Al profesor de F.E.N., le llamábamos cruelmente “rompetechos”, os podéis imaginar la razón. Aunque llevaba la insignia de la División Azul, creo que era consciente de que los tiempos estaban cambiando y que los alumnos ya no estaban para muchos trotes de adoctrinamiento franquista. Incluso no se si tenía una cierta mala conciencia de que para ganarse la vida se veía en la necesidad de dar esa asignatura, en la que no ponía ningún pasión. No recuerdo que nadie suspendiera y los exámenes no solo eran muy fáciles, sino que la mayoría de los alumnos los terminábamos con frases del tipo “Arriba España!” o “Viva Franco!”, pensando que así se garantizaba el aprobado. ¿Qué pensaría cuando en su casa los estuviera corrigiendo?

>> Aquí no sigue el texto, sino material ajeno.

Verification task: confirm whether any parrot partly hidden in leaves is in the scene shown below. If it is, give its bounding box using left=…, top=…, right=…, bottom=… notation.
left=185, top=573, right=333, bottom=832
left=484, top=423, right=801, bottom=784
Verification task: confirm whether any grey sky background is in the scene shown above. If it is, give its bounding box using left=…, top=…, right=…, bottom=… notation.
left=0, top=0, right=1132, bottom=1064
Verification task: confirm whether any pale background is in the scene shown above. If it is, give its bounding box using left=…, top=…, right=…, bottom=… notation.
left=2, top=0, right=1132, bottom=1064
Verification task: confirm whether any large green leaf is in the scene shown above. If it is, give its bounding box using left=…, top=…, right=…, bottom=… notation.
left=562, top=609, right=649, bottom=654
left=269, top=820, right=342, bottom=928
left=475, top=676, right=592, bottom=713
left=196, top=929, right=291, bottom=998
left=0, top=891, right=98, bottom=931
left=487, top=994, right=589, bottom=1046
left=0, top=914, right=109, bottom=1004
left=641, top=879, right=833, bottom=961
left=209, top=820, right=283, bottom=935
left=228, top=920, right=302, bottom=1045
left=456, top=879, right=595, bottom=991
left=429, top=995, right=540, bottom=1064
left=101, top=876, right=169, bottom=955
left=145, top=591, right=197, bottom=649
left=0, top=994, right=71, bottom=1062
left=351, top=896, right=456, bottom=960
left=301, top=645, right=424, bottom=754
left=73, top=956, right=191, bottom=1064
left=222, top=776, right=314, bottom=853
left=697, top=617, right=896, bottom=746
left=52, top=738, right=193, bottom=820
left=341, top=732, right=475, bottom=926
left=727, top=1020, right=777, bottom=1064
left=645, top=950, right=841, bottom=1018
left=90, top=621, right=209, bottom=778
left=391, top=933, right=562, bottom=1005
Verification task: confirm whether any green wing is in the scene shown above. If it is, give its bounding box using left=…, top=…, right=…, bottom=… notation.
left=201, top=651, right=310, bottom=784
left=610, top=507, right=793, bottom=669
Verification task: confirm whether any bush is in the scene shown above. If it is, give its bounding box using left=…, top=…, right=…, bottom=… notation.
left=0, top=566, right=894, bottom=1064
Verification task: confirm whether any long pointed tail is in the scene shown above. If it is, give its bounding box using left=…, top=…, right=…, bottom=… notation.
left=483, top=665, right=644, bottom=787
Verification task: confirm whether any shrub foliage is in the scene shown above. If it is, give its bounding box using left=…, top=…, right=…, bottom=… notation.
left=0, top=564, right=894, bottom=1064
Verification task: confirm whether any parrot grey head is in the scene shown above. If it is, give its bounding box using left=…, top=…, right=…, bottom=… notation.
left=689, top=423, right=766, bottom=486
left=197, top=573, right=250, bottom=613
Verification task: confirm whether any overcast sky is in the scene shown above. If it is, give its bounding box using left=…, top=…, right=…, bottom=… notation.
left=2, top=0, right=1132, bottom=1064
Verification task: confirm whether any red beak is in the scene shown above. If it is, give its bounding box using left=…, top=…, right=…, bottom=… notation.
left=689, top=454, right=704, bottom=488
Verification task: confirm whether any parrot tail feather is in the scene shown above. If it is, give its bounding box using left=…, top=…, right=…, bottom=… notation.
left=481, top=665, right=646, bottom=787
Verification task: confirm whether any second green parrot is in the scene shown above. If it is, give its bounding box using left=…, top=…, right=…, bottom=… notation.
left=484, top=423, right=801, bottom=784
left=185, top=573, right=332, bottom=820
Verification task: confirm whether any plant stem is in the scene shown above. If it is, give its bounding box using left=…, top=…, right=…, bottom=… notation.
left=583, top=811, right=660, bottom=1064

En sexto curso tuve la única experiencia de la que no me siento en absoluto orgulloso. Fue una época en que se pusieron de moda los pistones, que raspábamos contra las paredes o el suelo para que explotaran haciendo ruido; desde luego menos ruidosos y peligrosos que los actuales petardos de las fiestas navideñas.

Un día llené un bote de cristal de mermelada con pistones, encendí uno y lo eché dentro de un puestecillo de chucherías que había al final de la calle Princesa, enfrente de la ya desaparecida cafetería Zulia. El puesto lo llevaba una señora viejilla, que tenía muy mal genio, ponía unas raciones minúsculas de pipas y chufas y nos caía fatal a todos los chicos.  Los pistones empezaron a explotar y a saltar del bote. Según contó después la señora, se le rompió mercancía y una parte se le quemó. Como el único colegio de chicos que había en los alrededores  era el nuestro, allí que se fue a denunciar a los bárbaros incendiarios, porque aunque el autor intelectual y material de la tropelía fui yo, había otros amigos acompañando.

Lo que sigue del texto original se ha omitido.